The Treasury paper is particularly critical of the CFPB's enforcement of the UDAAP provisions. Rather than issuing deﬁnitive guidelines or regulations deﬁning UDAAP, the CFPB has adopted new interpretations by enforcement actions whenever it identiﬁes a practice it wishes to prohibit. Often these are practices that previous regulators have had no issue with. It is like playing a football game where actions that were ﬁne in the ﬁrst quarter bring a ﬁfteen yard penalty in the fourth quarter, and there was no warning to the players or the coaches that the rules were changing.
Treasury was also critical of the CFPB for publishing consumer complaints against ﬁnancial institutions in circumstances where the ﬁnancial institution violated no law or regulation.
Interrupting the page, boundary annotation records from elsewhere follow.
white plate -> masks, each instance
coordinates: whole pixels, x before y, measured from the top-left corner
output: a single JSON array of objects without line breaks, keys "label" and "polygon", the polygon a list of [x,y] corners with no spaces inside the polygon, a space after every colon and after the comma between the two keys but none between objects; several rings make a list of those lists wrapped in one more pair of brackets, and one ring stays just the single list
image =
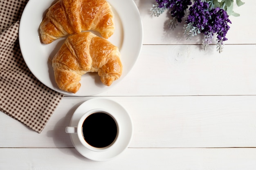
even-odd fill
[{"label": "white plate", "polygon": [[127,148],[132,135],[132,124],[128,113],[119,104],[107,98],[97,97],[87,100],[78,107],[72,116],[70,126],[77,126],[79,119],[85,112],[97,108],[110,110],[120,123],[120,138],[115,147],[105,152],[94,152],[83,145],[77,134],[70,134],[70,138],[75,148],[84,157],[94,161],[107,161],[115,158]]},{"label": "white plate", "polygon": [[108,40],[117,46],[121,53],[123,71],[120,78],[110,86],[102,84],[96,73],[82,76],[80,90],[76,93],[61,90],[56,84],[53,70],[48,62],[65,40],[62,38],[44,44],[39,38],[39,27],[48,9],[56,0],[30,0],[23,11],[19,30],[20,46],[29,68],[44,84],[67,95],[88,96],[105,91],[123,79],[132,69],[142,45],[142,26],[139,11],[133,0],[109,0],[115,13],[116,29]]}]

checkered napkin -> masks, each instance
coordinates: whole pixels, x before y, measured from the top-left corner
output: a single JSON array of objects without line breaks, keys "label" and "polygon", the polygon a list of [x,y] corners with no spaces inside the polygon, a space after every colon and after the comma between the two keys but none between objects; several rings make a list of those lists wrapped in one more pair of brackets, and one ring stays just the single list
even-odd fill
[{"label": "checkered napkin", "polygon": [[0,111],[40,133],[63,95],[40,82],[22,58],[18,32],[28,1],[0,0]]}]

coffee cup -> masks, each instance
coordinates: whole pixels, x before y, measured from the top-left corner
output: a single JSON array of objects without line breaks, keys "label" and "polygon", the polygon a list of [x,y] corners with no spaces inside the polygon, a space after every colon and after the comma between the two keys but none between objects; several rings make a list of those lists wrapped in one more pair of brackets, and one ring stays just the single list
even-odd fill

Hopefully the wiser minds in the Senate will realize what a mess Dodd Frank has created in these regards and send the legislation to the President for signature.
Fair Credit Reporting Act
The Fair Credit Reporting Act provides that an employer may obtain an employment applicant's credit report if it obtains the person's written consent in advance, and the consent must be on a form that contains nothing but the consent. An employer was sued because the consent form also contained a waiver of liability statement. The court rules that was a violation of the Act. Check your employment application documents and make sure that the credit report consent is on a separate piece of paper and that it contains nothing but the request for consent.
There Has To Be Damage
The FACT Act makes it a violation for anyone to print on a credit card receipt, card information other than either the last ﬁve digits of the card or the card's expiration date. A restaurant printed both and a customer ﬁled a class action law suit. First the court denied class action status and then dismissed the suit because the customer suﬀered no harm. When the erroneous receipt was printed it was immediately given to the customer so there was no potential that a third person saw it. In some cases, such as the giving of erroneous TIL disclosures there is a presumption of damage. Where that does not exist actual damages must be proven. A violation alone does not entail liability.
Nicole is a Busy Beaver
Nicole is the name the CFPB uses to try to humanize the consumer advice that it publishes. Nicole has published valuable advice such as if you pay your bills on time it will improve your credit score and if you pay a higher rather than a lower interest rate your payments will be higher. The CFPB has also published a ﬁve question ﬁnancial literacy test. I have no idea how much money the CFPB spends on providing consumer advice, but it has to be a bunch. The problem is that when you are trying to give advice to 300 million individual unique consumers the only advice you can give use be so generic that it is worthless. Hopefully, if the CFPB is restructured it will quit trying to give advice.